Nachdem sie nun in einer Messehalle bei Paris einen Teil ihres Programms enthüllte, sind die Franzosen nicht viel klüger. Royals „Präsidentschaftspakt“ gleicht einem Gemischtwarenladen, in dem jeder bedient wird. Mit zahlreichen Versprechungen streichelt die Kandidatin die Seele ihrer Partei – etwa mit der Anhebung des Mindestlohns und dem Bau von Sozialwohnungen. Das bürgerliche Lager darf sich hingegen von ihrer Forderung nach harten Strafen für gewalttätige Jugendliche angesprochen fühlen. Und mit detaillierten Vorschlägen für einen besseren Schulunterricht beweist Royal immerhin, dass sie den Französinnen und Franzosen bei den basisdemokratischen Debatten der vergangenen Wochen und Monate genau zugehört hat.

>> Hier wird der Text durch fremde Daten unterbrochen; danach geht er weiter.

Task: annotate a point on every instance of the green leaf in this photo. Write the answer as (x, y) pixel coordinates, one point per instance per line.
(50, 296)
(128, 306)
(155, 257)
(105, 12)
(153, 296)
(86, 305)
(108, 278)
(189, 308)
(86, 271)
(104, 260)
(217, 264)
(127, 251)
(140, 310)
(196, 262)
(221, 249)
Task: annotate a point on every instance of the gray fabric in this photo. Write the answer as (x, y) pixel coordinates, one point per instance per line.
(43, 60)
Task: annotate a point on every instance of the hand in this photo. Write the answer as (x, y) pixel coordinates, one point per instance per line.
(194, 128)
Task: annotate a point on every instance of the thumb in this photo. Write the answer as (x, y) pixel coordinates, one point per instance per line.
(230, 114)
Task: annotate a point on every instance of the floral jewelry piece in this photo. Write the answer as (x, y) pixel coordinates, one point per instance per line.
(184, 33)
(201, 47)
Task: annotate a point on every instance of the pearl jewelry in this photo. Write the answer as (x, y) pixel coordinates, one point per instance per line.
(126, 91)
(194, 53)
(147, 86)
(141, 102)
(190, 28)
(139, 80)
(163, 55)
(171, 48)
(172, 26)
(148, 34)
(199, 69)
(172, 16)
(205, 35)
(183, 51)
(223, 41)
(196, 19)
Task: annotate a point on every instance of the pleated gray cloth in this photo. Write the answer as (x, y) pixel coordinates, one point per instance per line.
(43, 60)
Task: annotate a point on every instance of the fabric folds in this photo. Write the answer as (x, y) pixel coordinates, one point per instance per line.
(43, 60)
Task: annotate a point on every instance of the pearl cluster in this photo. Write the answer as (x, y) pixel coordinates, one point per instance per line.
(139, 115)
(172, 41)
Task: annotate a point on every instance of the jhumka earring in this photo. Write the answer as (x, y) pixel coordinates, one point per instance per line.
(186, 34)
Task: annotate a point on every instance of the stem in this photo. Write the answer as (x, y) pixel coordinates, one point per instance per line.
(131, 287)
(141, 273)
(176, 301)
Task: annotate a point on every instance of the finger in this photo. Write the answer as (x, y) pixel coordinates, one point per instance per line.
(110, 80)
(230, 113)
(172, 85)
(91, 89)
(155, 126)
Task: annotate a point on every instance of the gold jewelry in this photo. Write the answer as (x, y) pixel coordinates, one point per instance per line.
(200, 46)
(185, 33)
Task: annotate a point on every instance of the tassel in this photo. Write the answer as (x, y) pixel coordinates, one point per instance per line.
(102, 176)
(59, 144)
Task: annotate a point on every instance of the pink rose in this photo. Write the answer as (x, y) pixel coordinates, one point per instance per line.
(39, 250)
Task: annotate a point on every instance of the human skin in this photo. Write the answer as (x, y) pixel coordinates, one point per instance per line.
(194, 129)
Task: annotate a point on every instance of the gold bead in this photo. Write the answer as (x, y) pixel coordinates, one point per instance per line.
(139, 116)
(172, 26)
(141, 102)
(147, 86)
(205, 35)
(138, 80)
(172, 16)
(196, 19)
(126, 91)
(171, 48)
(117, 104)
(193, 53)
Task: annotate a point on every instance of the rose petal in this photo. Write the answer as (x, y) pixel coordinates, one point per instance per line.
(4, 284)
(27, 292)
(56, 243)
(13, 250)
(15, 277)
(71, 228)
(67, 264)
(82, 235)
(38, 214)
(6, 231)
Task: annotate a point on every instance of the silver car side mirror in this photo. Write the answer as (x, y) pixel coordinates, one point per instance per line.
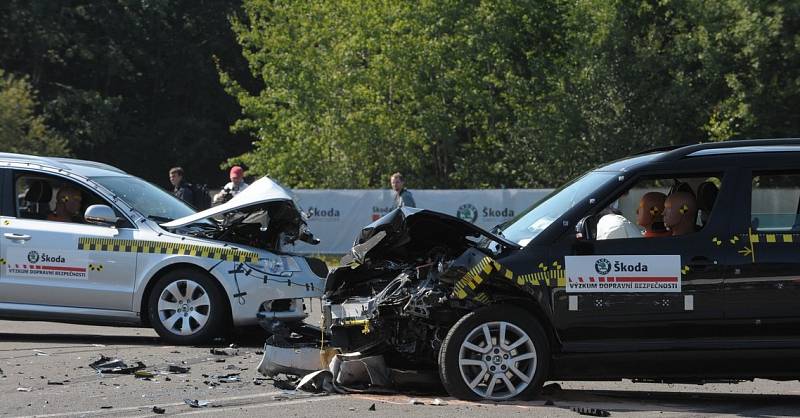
(100, 215)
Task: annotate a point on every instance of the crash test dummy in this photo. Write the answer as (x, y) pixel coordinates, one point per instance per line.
(680, 213)
(650, 215)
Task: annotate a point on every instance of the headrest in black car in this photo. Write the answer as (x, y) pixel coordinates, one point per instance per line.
(706, 195)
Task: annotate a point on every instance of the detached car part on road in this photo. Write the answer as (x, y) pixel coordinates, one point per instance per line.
(542, 298)
(133, 254)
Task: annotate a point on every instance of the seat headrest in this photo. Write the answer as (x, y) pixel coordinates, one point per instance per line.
(39, 191)
(706, 195)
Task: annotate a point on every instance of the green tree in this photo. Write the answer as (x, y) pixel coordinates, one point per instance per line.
(131, 82)
(356, 90)
(21, 129)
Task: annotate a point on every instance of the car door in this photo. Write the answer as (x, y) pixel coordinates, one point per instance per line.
(646, 293)
(44, 260)
(764, 290)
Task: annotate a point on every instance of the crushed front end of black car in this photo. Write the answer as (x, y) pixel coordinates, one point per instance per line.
(409, 277)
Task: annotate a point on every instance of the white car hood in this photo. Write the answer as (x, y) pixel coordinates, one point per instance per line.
(261, 191)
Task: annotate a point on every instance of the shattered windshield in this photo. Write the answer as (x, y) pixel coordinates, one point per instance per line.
(150, 200)
(532, 221)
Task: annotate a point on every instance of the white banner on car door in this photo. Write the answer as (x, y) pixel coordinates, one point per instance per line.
(623, 274)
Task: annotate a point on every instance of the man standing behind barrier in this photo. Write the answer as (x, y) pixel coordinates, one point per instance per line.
(236, 185)
(402, 197)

Royals Programm mag auf den ersten Blick unorthodox wirken – gerade richtig für ein Land wie Frankreich, dessen politische Klasse seit Jahren wie erstarrt wirkt. Doch auf den zweiten Blick ist nicht zu übersehen, dass auch viel Inszenierung dabei ist. Ganz bewusst hat sie sich am Sonntag bei der Vorstellung ihrer Pläne in die Tradition ihres politischen Ziehvaters François Mitterrand gestellt. Mitterrand war vor über einem Vierteljahrhundert mit 110 Vorschlägen vor die Wähler getreten – und wurde anschließend Präsident.

Ségolène Royals Wahlkampf-Schnitzer haben die Kandidatin der Sozialisten in den Umfragen zurückgeworfen. Dennoch ist das Rennen mit Innenminister Nicolas Sarkozy keineswegs gelaufen. Royals stärkster Trumpf bleibt – den Unklarheiten in ihrem Programm zum Trotz – ihre Bürgernähe. Sarkozy, der am heutigen Montag in Berlin von Angela Merkel empfangen wird, hat von Royal gelernt. Inzwischen nimmt er für sich in Anspruch, der wahre Fürsprecher der Franzosen zu sein. Der Amtsbonus des Innenministers ist für ihn dabei kein Vorteil, denn die Pariser Polit-Elite gilt den Franzosen zunehmend als suspekt. Bis zur Entscheidung über das Präsidentenamt gilt: Es gewinnt, wer sich einfach gibt – aber nicht simpel ist.